Victoria is rolling out free rapid antigen tests in schools to get students identified as close contacts of COVID-19 cases back in classes quicker.

The state government on Monday announced the rapid tests will be rolled out to up to 20 outbreak-stricken schools, before broader distribution to all schools.

The tests, which are approved for use at home by the national medicines regulator, will be offered to unvaccinated students deemed primary close contacts of a positive case at school.

It will allow students to return to face-to-face learning after seven days in isolation, rather than 14.

But they will still need to provide a negative PCR test on day six, and return a negative rapid test before school from days eight to 14 after exposure.

The program will operate on an opt-in basis from November 15 and fully-vaccinated children will not participate as they are only required to quarantine for seven days.

Education Minister James Merlino said children currently make up one-in-three primary close contacts across the state, with those under 12 still ineligible to get a vaccine.

"That means that there is significant disruption for students and their families when they're identified as a primary close contact at school," he told reporters at Jells Park Primary School in Wheelers Hill.

"For all of our unvaccinated and partially-vaccinated students, they'll be able to return to school a week earlier than has been the case."

It comes after Victoria recorded 1126 new cases and five deaths as tourism and business industry groups hail a plan to coax visitors back into downtown Melbourne.

The health department confirmed the state is managing 16,178 active cases.

There are 556 Victorians in hospital, of whom 91 are in intensive care including 54 on ventilators.

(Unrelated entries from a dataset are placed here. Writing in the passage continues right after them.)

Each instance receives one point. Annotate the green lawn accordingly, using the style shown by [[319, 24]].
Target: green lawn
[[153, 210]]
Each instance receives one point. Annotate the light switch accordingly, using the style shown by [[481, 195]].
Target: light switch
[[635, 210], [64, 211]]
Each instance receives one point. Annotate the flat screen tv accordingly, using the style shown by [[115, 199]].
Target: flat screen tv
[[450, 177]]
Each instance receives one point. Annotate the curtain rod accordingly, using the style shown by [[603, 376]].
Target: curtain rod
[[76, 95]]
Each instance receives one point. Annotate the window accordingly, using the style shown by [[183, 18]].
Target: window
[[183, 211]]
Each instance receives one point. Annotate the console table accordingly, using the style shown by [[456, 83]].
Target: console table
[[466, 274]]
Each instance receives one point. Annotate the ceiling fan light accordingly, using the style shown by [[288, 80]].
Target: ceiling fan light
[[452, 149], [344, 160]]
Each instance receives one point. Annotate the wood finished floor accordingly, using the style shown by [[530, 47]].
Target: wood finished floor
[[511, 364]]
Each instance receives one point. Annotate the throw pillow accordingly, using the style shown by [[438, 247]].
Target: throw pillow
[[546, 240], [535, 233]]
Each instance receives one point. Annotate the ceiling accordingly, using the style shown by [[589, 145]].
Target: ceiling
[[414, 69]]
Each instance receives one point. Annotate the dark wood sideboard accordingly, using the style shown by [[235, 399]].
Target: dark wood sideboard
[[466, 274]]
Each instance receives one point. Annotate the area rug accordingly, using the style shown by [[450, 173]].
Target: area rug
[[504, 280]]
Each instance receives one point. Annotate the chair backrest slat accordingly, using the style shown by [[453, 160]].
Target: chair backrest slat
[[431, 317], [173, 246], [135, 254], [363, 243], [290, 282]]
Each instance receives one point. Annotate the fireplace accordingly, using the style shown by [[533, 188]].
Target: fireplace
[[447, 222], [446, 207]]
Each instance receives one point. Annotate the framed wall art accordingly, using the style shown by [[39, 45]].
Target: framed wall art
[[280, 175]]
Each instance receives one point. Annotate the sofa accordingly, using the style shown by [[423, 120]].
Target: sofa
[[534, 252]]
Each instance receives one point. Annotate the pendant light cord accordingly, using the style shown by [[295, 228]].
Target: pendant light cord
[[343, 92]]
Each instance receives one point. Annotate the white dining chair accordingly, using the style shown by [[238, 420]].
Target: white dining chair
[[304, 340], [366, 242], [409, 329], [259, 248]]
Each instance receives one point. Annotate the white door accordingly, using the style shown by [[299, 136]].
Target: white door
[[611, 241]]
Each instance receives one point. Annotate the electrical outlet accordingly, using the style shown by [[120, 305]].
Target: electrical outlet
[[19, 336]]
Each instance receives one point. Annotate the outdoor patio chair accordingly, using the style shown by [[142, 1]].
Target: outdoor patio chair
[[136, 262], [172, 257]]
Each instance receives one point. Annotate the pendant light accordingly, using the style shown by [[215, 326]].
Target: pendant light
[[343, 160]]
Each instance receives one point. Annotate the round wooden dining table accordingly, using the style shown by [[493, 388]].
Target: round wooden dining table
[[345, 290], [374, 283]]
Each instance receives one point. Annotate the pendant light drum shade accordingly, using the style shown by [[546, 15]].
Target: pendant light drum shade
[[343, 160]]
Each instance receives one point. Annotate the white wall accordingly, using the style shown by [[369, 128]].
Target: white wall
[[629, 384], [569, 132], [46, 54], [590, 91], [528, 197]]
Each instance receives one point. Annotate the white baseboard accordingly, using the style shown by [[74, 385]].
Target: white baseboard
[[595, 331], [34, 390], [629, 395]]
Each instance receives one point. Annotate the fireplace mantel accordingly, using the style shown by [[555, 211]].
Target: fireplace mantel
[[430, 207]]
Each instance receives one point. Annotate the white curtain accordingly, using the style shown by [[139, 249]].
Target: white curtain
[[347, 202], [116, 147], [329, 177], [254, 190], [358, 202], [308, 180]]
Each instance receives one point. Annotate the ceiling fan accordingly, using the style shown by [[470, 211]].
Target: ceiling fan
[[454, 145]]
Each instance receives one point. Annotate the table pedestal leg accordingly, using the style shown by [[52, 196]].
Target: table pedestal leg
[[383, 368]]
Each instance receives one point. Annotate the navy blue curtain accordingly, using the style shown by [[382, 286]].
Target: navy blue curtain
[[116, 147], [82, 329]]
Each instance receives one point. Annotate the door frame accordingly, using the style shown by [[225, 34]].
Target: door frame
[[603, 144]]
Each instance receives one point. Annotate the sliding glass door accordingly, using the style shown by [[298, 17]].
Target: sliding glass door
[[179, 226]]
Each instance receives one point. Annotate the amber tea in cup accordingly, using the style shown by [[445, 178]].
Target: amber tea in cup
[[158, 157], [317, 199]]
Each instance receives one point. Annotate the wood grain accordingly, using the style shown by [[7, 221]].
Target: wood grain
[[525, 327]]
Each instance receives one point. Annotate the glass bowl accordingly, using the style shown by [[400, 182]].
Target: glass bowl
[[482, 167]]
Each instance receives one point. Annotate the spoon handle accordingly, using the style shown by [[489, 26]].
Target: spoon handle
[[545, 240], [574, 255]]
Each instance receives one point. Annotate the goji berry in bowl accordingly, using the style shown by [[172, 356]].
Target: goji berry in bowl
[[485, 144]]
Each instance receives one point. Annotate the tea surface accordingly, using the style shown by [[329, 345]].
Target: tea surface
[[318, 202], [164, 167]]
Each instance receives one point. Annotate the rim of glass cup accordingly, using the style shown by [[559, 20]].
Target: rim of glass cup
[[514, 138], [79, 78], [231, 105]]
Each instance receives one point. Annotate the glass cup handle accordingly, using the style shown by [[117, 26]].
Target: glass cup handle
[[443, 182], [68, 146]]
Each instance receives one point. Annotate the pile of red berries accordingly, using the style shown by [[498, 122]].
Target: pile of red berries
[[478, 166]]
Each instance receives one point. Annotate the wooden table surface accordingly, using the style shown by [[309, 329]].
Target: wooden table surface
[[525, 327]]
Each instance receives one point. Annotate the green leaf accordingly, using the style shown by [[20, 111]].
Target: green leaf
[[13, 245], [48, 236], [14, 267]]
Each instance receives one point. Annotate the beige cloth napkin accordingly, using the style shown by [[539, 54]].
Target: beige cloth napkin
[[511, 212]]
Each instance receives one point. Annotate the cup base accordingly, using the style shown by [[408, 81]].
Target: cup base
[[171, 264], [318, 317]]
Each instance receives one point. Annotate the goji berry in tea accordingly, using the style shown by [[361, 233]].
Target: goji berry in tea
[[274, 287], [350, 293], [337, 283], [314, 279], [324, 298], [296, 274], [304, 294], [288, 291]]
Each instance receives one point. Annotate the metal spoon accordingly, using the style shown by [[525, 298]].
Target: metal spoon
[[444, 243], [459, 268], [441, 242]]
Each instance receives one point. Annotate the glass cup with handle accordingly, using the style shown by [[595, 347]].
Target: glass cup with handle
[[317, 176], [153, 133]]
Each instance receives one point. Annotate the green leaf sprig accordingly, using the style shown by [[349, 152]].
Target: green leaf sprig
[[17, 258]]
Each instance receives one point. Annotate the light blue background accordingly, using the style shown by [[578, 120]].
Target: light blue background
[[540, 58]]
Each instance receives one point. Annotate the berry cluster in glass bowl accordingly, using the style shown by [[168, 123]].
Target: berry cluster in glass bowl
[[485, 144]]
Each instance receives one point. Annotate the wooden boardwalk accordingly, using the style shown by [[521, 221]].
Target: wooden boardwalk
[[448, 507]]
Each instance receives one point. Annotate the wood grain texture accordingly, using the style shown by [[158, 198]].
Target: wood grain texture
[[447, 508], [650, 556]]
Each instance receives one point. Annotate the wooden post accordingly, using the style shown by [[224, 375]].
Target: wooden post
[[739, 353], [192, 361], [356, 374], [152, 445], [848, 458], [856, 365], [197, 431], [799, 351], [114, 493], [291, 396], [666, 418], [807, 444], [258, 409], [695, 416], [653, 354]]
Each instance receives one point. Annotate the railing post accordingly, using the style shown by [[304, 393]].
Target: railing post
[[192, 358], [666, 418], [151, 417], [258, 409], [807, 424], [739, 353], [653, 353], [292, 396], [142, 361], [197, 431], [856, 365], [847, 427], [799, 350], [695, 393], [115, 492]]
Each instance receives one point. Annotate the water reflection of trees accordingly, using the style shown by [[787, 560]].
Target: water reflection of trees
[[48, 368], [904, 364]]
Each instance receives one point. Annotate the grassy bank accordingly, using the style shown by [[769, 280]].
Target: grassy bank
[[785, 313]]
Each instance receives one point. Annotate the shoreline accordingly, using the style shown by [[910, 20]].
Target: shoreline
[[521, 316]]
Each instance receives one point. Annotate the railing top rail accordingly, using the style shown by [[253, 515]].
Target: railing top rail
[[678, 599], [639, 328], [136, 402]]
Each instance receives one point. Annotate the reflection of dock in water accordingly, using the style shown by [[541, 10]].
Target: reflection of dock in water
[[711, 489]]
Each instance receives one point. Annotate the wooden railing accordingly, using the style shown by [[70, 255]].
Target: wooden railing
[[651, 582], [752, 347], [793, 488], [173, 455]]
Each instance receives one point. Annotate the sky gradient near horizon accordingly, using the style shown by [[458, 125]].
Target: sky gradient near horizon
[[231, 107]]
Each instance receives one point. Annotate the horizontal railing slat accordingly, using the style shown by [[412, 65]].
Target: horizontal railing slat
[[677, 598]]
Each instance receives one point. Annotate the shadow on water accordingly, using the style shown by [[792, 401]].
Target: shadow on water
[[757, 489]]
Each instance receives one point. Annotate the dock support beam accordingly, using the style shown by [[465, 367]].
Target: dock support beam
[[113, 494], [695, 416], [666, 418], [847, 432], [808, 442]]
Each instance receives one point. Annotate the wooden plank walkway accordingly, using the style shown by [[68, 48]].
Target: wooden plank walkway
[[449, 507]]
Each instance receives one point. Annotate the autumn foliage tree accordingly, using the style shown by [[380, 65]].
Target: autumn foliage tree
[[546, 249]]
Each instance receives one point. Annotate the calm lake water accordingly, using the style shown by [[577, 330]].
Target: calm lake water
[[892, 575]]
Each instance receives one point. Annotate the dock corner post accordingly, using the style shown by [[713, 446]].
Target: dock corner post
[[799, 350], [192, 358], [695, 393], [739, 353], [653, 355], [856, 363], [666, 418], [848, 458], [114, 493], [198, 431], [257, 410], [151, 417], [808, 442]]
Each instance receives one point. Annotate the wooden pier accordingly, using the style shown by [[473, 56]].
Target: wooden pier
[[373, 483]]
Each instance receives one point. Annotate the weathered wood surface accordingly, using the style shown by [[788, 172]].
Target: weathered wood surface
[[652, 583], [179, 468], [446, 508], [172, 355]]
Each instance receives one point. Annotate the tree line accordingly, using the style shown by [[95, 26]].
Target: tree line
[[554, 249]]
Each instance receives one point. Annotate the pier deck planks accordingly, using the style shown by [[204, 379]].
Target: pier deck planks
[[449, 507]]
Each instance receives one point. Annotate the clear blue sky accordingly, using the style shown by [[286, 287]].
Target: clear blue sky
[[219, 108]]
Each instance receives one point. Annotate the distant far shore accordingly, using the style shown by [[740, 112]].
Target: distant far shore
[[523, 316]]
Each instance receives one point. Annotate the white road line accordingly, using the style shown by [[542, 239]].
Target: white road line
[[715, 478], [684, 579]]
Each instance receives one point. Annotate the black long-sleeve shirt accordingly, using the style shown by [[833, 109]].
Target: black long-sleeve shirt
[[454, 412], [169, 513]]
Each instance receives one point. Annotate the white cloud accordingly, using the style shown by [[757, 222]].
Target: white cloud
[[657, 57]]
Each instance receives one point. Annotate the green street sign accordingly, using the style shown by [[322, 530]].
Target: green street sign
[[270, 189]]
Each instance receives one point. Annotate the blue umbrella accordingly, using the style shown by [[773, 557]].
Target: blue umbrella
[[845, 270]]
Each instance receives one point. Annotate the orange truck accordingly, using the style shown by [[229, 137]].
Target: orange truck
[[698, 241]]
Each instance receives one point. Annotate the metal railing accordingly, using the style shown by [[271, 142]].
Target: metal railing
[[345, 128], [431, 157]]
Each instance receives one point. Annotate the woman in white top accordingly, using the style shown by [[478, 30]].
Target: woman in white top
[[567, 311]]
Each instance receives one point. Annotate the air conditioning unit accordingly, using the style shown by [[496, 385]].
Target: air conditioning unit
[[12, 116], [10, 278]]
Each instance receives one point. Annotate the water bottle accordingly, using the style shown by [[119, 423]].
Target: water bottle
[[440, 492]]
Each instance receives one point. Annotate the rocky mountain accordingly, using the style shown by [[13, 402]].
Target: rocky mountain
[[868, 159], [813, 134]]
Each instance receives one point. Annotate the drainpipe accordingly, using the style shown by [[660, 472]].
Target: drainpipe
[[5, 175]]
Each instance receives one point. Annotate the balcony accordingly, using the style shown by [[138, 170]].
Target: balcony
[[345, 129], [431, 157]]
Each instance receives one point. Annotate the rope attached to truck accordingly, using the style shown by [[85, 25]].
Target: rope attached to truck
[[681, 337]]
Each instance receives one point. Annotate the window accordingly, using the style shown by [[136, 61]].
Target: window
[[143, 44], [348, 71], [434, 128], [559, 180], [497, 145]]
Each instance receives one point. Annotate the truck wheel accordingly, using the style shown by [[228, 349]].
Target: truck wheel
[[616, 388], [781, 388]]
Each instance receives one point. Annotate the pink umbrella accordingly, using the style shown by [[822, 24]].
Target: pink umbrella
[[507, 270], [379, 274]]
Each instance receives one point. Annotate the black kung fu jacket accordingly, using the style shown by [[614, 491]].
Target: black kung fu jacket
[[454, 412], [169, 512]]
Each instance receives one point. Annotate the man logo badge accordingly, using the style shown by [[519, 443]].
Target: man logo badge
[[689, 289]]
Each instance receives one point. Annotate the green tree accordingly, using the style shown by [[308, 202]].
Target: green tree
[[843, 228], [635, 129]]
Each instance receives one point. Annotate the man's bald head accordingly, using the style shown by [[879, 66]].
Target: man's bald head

The seven-day hospitalisation average has fallen by 20 to 628.

Another 44,479 tests were processed on Sunday and 8337 vaccines administered at state-run hubs.

About 84 per cent of people over 12 are fully vaccinated.

The Victorian government and City of Melbourne on Sunday announced they would jointly fund initiatives to bring the city centre back to life after its sixth lockdown, including a $5 million midweek dining rebate scheme.